Some jurisdictions, conscious that callers may be uncomfortable dialing 911, have repurposed their nonemergency 311 lines to handle calls for service. In Atlanta, calls regarding quality-of-life issues or concerns relating to mental health or substance use may result in the dispatch of a Harm Reduction Team of social service professionals. Similarly, Minneapolis expanded its 311 line to dispatch nonpolice city staff for nonviolent calls relating to theft, property damage, and parking complaints. While not included above, some cities among the top 50 — such as Long Beach, California, and Fort Worth, Texas — have created civilian positions within police departments to perform duties such as taking property crime reports or responding to complaints of abandoned cars.
The city of Albuquerque — where, in 2010, people with mental illness were three times more likely to be incarcerated than hospitalized — adopted a comprehensive strategy in 2021. The Albuquerque Community Safety Department (ACSD) resolves all nonviolent, nonmedical 911 calls for service. Its varied approach employs licensed mental health professionals who respond alongside law enforcement; pairs of behavioral health professionals who respond without law enforcement; and community responders who are trained to address low-priority issues such as inebriation, abandoned vehicles, accidents with no injuries, and needle pickups.
Most cities, however, have opted for less extensive programs that are limited to specified types of calls in targeted neighborhoods. For example, New York City’s new MCT, the Behavioral Health Emergency Assistance Response Division (B-HEARD), responds to behavioral health crises during designated hours in parts of Upper Manhattan and the Bronx. During the program’s first six months, 911 operators routed 22 percent of mental health–related calls in the initial pilot area to B-HEARD. In 2020, Denver’s new MCT pilot, Support Team Assisted Response (STAR), responded to just 13 percent of approximately 15,000 STAR-appropriate emergency calls.

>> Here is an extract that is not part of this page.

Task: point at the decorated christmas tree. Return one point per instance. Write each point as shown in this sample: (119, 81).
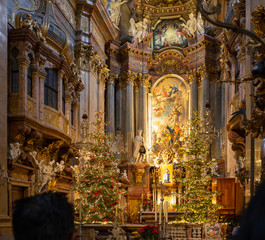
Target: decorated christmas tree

In the coming years, however, these programs will likely expand. For example, after an early evaluation of STAR showed that it resolved its first 2,700 calls without injuries or arrests, Denver made significant investments to enable citywide coverage. Portland, Oregon, expanded its MCT, Portland Street Response (PSR), to provide citywide coverage in March 2022. San Francisco’s Street Crisis Response Team (SCRT) has also expanded significantly since its founding in 2020. In its first year, SCRT responded to more than 5,000 calls related to substance use and mental health, with 59 percent of encounters resolved at the scene (allowing clients to stay in their community), 14 percent of clients receiving non-ambulatory transport (often to urgent care clinics or shelters), and 15 percent receiving ambulatory transport. SCRT diverted 58 percent of mental health calls that would have previously gone to law enforcement, requesting police backup for only 3 percent of encounters. (There have been no reported instances of violence.) The program has now grown to seven teams of paramedics, clinicians, and trained community members who have themselves dealt with mental health or substance use challenges. The teams are operative all day and night, citywide.